But the challenge isn't to use a module, it's to commit changes to a project. I wrote book, and he suggested writing a test to catch a bug that shows up in Windows. There's lots of "what even?" that's been going along with this, the great majority has a lot to do with the difference between coding for your self and your lab and coding for a community. I mean, I really do not get what's going on here, and you know that old joke? "Doctor, it hurts when I do this!" "Don't do that, then!" I keep thinking "If this is breaking your code, do something else!"
One of the points of Derp (thanks #win32 on irc.perl.org) is that warnings are not exceptions. Since the error as given has a distressingly consistent ability to lock up Powershell session, I hadn't thought of that. It's lead me to think about cutting back to the least amount of code you can include to get a behavior you want to test for. In this case, it isn't just giving the wrong result, it's kicking up a lot of errors. Or, rather, warnings.

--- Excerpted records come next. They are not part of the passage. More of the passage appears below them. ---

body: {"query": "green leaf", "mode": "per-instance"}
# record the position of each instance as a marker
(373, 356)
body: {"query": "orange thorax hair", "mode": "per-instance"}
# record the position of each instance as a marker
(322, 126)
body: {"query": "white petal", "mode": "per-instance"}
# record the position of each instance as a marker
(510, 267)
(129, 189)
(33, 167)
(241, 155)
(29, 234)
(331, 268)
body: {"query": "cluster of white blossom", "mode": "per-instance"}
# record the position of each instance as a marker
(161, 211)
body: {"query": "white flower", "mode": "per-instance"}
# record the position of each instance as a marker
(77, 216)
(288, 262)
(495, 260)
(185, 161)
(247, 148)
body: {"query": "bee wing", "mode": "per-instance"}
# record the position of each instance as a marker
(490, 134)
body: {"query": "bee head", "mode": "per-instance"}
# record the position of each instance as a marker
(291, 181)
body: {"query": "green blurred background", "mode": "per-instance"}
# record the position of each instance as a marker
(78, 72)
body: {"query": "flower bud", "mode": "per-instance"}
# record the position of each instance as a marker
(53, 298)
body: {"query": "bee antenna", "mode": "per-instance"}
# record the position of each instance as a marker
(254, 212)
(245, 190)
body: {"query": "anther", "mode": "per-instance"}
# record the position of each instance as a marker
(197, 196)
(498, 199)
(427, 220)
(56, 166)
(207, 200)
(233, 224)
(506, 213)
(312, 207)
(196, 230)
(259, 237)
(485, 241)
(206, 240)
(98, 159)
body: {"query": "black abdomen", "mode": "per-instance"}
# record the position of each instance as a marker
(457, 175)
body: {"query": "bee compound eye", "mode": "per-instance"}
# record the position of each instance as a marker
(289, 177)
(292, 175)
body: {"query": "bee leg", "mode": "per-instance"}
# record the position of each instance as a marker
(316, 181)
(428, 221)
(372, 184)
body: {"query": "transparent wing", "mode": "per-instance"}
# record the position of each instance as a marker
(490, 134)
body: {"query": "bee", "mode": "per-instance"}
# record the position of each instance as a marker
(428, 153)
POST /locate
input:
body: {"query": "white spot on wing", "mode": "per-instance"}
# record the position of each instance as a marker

Among the questions on the $64,000 Pyramid are:
- "Why does Git Bash shell show the IPC::Run::Win32Pump errors, after the next prompt shows up, while Powershell doesn't?"
- "Is that significant?"
- "What, then, is killing the great Powershells of my laptop?"
- "How do you trap that?"
- "Isn't that more a test issue or a program issue?"
- "How, then, do you turn this mess into a meaningful test?"
That last one is what I'll be sleeping on tonight. On the one hand, turn this into a .t file and any warning, any at all, would be enough to trigger the test, as it's demonstrated that no errors occur in Linux. On the other, a test that says "Yeah, this kicks up errors" seems less-than-helpful, so specifying the GEN7 and GEN11 seems like the kind of thing that could break on another system.
I suppose I could write both a general and specific error.
Any comments, either supportive ("Yeah, that's exactly the kind of test you need!"), inquisitive ("Can I use BEGIN blocks in my other work?") or dismissive ("_That_ is a stupid way to test this out!") will be read and learned from.
Meanwhile, I wrote this after my bedtime, so good night.